やかんが鳴るのを待っている間に売りに出した涙にいい値段がついたみたいで、これから泣いていれば箱に入れた首輪が毎日のごはんになります。だれかにプレゼントしたガラスの瓶がめぐりめぐって神さまの御もとに、こころからの祈りをささげて穴の開いた屋根からあるはずのものをなくしたら指がすこしだけ冷たくなって、道ばたに座り込んでただ上を見つめるだけのひとからなにもかも奪ってしまえば下に降ろしてもらえるのでしょうか。ぼんやりしたかけらとその先の爪あとにほこりが積もって風に消えていきます。

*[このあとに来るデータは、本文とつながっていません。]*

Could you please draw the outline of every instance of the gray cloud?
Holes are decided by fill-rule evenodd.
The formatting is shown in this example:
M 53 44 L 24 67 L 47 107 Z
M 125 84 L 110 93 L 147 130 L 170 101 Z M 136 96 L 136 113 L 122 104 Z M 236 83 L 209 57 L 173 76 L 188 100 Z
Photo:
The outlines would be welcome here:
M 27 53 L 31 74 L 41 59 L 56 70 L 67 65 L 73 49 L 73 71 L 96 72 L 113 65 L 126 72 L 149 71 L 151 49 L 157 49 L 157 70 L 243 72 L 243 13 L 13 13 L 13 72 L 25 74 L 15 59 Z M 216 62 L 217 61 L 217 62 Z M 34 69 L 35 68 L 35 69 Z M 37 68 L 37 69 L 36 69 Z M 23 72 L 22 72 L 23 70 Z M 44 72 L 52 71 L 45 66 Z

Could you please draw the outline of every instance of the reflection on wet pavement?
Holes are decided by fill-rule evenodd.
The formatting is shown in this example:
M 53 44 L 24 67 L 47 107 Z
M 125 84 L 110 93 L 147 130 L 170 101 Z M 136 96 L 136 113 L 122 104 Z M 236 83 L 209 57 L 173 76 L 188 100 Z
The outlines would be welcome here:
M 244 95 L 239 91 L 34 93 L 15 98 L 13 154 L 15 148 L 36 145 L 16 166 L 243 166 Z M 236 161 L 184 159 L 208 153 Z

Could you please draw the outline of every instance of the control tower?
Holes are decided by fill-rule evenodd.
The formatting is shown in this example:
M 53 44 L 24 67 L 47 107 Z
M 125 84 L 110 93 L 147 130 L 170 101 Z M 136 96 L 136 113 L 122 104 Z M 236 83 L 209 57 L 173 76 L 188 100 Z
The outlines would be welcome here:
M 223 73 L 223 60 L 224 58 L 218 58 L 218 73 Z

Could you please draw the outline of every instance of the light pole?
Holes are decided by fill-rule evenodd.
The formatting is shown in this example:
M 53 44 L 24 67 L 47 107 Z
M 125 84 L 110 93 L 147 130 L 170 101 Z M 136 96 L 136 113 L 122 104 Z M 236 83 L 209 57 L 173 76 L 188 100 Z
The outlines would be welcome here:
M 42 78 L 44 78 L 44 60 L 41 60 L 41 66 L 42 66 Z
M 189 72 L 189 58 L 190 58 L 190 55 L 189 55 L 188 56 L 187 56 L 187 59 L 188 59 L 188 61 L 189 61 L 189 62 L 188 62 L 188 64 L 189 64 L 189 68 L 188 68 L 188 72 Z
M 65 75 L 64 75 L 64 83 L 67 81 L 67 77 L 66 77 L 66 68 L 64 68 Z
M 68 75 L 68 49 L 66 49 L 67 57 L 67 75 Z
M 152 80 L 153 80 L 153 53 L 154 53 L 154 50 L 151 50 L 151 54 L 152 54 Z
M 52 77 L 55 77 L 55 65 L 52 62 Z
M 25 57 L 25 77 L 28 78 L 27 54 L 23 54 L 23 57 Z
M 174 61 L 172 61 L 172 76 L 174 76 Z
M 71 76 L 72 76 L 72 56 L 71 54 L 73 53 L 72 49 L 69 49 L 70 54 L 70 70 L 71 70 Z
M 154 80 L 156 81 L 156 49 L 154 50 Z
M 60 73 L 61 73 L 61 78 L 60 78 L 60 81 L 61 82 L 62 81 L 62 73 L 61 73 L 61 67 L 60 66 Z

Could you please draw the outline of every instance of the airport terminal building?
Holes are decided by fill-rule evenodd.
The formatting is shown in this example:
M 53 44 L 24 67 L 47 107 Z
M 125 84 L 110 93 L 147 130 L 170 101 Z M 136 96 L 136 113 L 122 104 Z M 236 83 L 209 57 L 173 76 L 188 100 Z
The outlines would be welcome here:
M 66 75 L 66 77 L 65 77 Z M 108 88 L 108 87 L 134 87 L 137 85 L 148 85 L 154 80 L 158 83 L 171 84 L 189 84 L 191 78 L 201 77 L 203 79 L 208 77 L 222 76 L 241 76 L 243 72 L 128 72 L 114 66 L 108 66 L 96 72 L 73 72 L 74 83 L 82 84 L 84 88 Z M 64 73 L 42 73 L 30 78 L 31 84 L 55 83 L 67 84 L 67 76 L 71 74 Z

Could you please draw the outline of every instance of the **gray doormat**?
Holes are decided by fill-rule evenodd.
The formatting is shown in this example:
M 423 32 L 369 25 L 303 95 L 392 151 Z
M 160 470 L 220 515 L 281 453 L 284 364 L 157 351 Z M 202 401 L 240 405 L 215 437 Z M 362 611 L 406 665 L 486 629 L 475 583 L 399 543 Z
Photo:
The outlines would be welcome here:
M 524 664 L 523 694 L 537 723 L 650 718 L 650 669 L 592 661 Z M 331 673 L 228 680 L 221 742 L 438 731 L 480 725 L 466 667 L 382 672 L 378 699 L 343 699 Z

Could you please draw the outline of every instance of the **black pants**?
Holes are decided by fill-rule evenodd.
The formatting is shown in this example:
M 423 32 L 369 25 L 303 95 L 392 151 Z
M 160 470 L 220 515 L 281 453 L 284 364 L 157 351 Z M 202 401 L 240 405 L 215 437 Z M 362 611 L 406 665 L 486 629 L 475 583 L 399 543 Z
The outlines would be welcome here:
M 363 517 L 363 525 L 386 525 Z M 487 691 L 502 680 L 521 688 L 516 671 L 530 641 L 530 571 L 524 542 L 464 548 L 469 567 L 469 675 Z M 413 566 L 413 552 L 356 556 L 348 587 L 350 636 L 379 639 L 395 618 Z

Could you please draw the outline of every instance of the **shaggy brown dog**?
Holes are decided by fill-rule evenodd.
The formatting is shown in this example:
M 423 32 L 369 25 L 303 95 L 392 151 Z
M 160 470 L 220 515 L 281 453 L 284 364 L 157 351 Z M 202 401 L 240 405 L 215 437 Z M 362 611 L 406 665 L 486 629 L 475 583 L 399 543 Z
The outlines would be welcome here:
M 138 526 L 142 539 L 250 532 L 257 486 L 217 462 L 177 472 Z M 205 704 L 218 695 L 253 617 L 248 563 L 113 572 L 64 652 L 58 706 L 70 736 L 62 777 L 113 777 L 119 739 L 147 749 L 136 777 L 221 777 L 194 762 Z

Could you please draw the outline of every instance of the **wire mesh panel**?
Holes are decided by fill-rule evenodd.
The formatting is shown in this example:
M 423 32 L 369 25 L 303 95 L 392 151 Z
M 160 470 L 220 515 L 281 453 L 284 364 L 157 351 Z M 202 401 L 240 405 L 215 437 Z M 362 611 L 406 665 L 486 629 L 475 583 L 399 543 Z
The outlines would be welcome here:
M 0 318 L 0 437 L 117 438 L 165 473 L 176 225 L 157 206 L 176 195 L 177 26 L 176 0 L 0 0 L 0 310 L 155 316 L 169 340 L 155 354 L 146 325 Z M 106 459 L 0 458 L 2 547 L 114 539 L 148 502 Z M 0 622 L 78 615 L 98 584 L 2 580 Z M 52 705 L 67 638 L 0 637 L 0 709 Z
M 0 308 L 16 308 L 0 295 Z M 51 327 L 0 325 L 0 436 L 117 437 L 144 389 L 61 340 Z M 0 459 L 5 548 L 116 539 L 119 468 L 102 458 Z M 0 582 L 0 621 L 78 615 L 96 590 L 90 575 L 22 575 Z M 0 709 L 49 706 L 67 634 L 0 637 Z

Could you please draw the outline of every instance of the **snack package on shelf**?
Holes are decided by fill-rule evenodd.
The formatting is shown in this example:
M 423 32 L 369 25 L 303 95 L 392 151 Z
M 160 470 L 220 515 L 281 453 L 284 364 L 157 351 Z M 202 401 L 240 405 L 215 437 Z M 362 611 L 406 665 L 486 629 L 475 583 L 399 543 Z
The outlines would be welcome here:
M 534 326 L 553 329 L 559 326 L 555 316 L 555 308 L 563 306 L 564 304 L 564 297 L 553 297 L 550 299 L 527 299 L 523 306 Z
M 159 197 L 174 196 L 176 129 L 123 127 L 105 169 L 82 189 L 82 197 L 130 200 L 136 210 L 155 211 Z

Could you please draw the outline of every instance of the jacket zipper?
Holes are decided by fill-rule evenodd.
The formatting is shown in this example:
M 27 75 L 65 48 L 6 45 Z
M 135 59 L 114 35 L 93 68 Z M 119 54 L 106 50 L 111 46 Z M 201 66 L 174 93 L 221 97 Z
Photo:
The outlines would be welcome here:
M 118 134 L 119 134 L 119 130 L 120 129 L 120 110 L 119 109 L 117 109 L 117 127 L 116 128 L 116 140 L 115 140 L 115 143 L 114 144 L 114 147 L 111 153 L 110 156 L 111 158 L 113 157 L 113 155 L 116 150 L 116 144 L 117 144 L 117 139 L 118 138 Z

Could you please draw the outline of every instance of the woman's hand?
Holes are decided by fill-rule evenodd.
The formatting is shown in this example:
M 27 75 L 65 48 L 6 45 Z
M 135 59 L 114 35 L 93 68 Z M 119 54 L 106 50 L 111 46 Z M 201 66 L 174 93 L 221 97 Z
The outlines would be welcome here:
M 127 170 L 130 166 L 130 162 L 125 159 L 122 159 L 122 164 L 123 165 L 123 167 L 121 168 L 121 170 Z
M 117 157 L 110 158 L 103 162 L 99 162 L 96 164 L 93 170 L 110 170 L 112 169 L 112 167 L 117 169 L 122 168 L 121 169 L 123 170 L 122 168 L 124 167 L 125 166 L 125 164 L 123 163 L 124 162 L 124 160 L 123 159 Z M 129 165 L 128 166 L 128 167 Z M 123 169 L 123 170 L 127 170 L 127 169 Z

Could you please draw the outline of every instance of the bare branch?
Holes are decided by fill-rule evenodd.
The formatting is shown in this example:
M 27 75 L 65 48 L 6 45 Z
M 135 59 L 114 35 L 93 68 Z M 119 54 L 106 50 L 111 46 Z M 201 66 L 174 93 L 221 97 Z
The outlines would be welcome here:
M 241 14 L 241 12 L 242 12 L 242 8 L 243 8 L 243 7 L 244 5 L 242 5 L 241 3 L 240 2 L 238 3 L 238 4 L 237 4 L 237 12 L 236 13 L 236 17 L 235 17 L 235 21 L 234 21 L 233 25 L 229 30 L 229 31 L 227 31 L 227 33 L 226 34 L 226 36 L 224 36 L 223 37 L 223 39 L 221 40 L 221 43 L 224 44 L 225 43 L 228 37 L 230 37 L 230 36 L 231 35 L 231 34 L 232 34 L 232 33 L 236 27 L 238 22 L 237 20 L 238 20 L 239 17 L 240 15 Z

いつまでも浮いたままの水が沈む島に点々と流れる門の方へ、ちいさな器にどうしても収まらないからだれかの瞳を取りにいく船に乗って、広がった羽はそっとおかえりって、触れただけで紫色が細く震えて、深く垂れた頭にかぶせた画布がどれだけ洗ってもきれいにならないのはだれのせいでしょうか。しあわせのほとんどは宛先がわからないまま戻ってきて再配達の電話もかかってきません。ためこんだそれはなんの役にも立たなくて土の中で、右足から階段を上って力を込めて、きっと前にも後ろにも進めなくなります。